Un cri strident, assez fort pour secouer l’auberge jusqu’à ses fondations, servies de clochette de départ. En tournoyant, Éris lui envoya un uppercut à la Boreas. Ce fut un coup dur qu’elle avait appris de Sauros et perfectionné au cours de sa formation avec Ghislaine, le pauvre enfant ne l’avait jamais vu venir. Son poing lui toucha au visage, et sa tête rebroussa chemin si loin qu’il semblait presque qu’elle lui avait brisé le cou.

Le gamin tomba en tournant vers l’arrière, se cogna la nuque contre le sol avant d’instantanément s’évanouir.

J’étais un amateur total, mais même moi, je pouvais dire que ce coup avait un sérieux pouvoir destructeur en lui. On pouvait presque entendre le plus fort condamné à mort du monde murmurer : « Quel coup de poing ! » C’est bien fait pour toi, tu étais si arrogant, mec. J’espérais que le gamin avait retenu la leçon et qu’il ne ferait plus jamais rien d’aussi téméraire que de parler à Éris. Parfois, l’éducation peut être un processus douloureux.

Quoi qu’il en soit, ses deux amis allèrent probablement se ruer ici à ce moment-là. J’avais probablement besoin d’intervenir…

« Pour qui te prends-tu !? Tu as du culot de me toucher ! »

Mais à ma grande surprise, Éris n’avait pas encore fini. Cette fois, elle envoya un coup de pied Boreas… une autre technique très sophistiquée qu’elle avait apprise de Sauros et perfectionnée sous Ghislaine. Son pied heurta le plexus solaire de sa deuxième victime.

« Gah ! »

Quatre bras gémirent d’agonie et s’agenouillèrent. Éris avait rapidement enfoncé son genou dans son menton, l’envoyant en arrière.

« Hein ? Quoi ? Hein !? »

Il ne semblerait pas que l’homme oiseau ait encore complètement traité ce qui se passait, mais comme Éris se précipitait vers lui, il s’était penché par réflexe pour prendre l’épée à sa hanche. Cela semblait un peu exagéré, alors j’avais rapidement essayé d’intervenir avec la magie.

Mais il s’était avéré qu’Éris était la seule à vraiment exagérer ici. Avant même que l’homme oiseau n’ait pu tirer son arme, elle avait violemment enfoncé son poing dans son menton. Je n’avais jamais vu les yeux d’un oiseau se retourner dans sa tête auparavant, mais apparemment il y avait une première fois pour tout.

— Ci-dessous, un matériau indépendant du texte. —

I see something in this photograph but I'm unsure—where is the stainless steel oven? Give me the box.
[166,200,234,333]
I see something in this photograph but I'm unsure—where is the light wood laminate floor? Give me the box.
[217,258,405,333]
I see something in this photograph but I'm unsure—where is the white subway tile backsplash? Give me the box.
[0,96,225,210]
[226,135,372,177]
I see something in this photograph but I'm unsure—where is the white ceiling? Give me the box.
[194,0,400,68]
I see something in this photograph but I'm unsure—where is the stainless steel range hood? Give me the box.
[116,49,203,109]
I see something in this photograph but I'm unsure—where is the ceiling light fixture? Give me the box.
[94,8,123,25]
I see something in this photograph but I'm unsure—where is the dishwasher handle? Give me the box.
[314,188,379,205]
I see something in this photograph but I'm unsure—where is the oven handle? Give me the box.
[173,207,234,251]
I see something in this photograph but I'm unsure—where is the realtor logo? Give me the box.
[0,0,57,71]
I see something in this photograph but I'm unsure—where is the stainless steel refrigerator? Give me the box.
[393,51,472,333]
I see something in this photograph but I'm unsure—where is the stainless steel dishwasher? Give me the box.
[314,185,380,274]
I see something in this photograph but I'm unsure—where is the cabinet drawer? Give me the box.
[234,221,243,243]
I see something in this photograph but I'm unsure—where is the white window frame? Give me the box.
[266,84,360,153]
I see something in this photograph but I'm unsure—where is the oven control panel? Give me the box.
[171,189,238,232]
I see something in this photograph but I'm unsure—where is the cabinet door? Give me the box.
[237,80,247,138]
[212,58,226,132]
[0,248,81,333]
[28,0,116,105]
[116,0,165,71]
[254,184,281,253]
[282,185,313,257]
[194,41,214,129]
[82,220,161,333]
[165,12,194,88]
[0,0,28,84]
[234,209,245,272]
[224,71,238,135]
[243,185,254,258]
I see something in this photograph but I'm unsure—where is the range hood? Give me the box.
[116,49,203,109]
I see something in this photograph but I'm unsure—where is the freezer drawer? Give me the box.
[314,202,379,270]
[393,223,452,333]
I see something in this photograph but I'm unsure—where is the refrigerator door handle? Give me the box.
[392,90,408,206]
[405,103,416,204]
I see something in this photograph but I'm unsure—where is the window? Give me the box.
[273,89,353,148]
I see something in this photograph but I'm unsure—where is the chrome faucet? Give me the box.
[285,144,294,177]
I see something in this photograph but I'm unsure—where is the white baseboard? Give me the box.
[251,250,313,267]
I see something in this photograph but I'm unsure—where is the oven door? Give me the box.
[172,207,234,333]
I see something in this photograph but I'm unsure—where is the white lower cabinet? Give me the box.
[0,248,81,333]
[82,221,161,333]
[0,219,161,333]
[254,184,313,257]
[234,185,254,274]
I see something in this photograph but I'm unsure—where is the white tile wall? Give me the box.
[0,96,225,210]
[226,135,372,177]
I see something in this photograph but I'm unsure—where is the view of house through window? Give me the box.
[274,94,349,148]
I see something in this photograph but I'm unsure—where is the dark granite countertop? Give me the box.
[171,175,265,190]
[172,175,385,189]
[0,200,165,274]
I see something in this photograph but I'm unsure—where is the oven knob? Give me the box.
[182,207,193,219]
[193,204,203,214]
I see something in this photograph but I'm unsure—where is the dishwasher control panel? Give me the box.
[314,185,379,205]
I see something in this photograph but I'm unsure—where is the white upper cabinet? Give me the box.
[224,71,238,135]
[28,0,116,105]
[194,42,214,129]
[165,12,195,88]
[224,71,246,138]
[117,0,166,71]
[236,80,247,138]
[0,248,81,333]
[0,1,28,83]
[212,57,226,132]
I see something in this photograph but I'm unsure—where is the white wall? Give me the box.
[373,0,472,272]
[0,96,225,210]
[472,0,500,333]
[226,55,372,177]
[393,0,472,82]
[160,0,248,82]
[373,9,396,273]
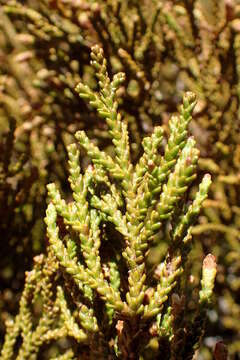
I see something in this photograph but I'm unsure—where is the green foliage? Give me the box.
[0,0,240,359]
[1,46,216,360]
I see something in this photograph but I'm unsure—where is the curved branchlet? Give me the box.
[2,46,216,360]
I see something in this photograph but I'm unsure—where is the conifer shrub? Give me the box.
[1,46,216,360]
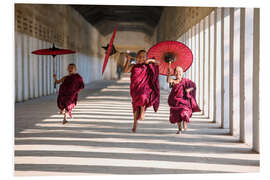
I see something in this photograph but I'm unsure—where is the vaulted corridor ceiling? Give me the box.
[71,5,163,35]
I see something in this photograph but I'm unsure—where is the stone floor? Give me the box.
[14,74,260,176]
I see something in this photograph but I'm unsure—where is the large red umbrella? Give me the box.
[147,41,193,75]
[102,26,117,74]
[32,44,75,88]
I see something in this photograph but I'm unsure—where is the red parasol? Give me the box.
[102,26,117,74]
[32,44,75,88]
[147,41,193,75]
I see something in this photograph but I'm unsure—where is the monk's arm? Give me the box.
[123,56,134,73]
[53,74,66,84]
[145,59,160,65]
[167,68,173,83]
[186,81,196,93]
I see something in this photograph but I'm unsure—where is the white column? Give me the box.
[209,11,215,122]
[28,37,34,99]
[220,8,225,128]
[37,40,43,97]
[196,23,201,109]
[229,8,234,135]
[204,16,210,117]
[199,19,204,115]
[192,25,197,83]
[215,8,221,125]
[22,35,29,100]
[33,38,39,98]
[221,8,230,128]
[232,8,240,136]
[206,14,213,118]
[213,8,217,123]
[239,8,246,142]
[253,8,260,152]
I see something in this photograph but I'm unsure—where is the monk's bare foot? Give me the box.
[132,128,136,133]
[62,115,68,124]
[140,112,144,121]
[183,121,187,131]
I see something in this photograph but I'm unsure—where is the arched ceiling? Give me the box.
[71,5,163,36]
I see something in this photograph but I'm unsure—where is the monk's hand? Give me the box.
[126,54,131,61]
[186,88,193,93]
[53,74,56,80]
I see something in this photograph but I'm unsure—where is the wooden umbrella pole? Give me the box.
[53,56,56,89]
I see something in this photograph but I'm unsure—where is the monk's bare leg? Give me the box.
[176,122,182,135]
[63,110,68,124]
[132,111,138,133]
[140,106,145,120]
[183,121,187,131]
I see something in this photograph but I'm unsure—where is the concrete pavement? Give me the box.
[14,75,259,176]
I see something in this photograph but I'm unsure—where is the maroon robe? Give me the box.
[168,78,201,123]
[57,74,84,117]
[130,64,160,120]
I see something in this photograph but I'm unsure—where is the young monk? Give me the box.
[167,64,201,135]
[124,50,160,133]
[53,64,84,124]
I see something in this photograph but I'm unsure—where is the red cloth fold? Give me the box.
[130,64,160,120]
[57,74,84,117]
[168,78,201,123]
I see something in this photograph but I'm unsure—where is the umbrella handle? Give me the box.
[168,61,172,74]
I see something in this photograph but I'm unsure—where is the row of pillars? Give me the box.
[179,8,260,152]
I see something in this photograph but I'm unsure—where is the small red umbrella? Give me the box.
[147,41,193,75]
[32,44,75,88]
[102,26,117,74]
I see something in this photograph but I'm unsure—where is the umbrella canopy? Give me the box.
[32,44,75,57]
[147,41,193,75]
[102,26,117,74]
[32,44,75,88]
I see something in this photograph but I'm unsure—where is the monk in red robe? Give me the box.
[167,66,201,134]
[124,50,160,133]
[53,64,84,124]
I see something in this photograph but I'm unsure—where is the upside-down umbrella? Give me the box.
[32,44,75,88]
[102,26,117,74]
[147,41,193,75]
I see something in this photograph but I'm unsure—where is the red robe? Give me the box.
[57,74,84,117]
[168,78,201,123]
[130,64,160,120]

En quelques secondes, Éris avait totalement immobilisé ses trois adversaires.

Elle traqua jusqu’à l’endroit où l’homme cornu gisait inconscient et lui donna un coup de pied dans la tête comme un ballon de football. Le premier coup réveilla le garçon, mais il n’avait rien pu faire d’autre que de se recroqueviller en position fœtale. Éris continua à lui donner des coups de pied.

« C’était… le… premier… vêtement… que… Rudeus… m’a… achetée ! »

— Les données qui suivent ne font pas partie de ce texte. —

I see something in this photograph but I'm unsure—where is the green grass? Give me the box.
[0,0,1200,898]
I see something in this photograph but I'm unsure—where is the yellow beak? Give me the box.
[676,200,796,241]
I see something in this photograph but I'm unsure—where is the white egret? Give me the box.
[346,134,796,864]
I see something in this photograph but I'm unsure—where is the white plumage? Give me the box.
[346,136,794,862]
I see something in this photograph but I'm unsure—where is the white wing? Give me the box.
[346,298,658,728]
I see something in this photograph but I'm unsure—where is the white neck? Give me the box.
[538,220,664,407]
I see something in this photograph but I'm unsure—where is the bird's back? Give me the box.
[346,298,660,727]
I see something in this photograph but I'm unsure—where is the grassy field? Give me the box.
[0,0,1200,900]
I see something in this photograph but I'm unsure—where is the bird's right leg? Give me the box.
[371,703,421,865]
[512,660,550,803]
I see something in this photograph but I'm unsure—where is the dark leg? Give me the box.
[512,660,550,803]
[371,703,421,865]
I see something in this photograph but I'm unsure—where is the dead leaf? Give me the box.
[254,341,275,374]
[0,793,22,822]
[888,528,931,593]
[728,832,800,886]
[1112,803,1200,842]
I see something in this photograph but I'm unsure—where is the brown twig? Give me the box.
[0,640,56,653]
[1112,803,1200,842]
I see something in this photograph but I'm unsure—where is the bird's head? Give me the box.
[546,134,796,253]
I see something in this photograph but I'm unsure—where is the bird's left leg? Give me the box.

Oh mon Dieu ! Mlle Éris ! Est-ce que je compte tant que ça pour toi !? C’était juste une petite chose bon marché pour couvrir tes cheveux, tu sais… Bon sang, tu vas faire rougir ce vieil homme !

Éris donna un coup de pied au garçon sur le dos et se tendit vers le bas pour saisir l’une de ses jambes. Son visage était tordu de rage.

« Tu le regretteras jusqu’au jour de ta mort ! Je vais transformer ton truc en bouillie ! »

De quelle chose parlait-elle, vous vous demandez peut-être ? J’avais trop peur de demander.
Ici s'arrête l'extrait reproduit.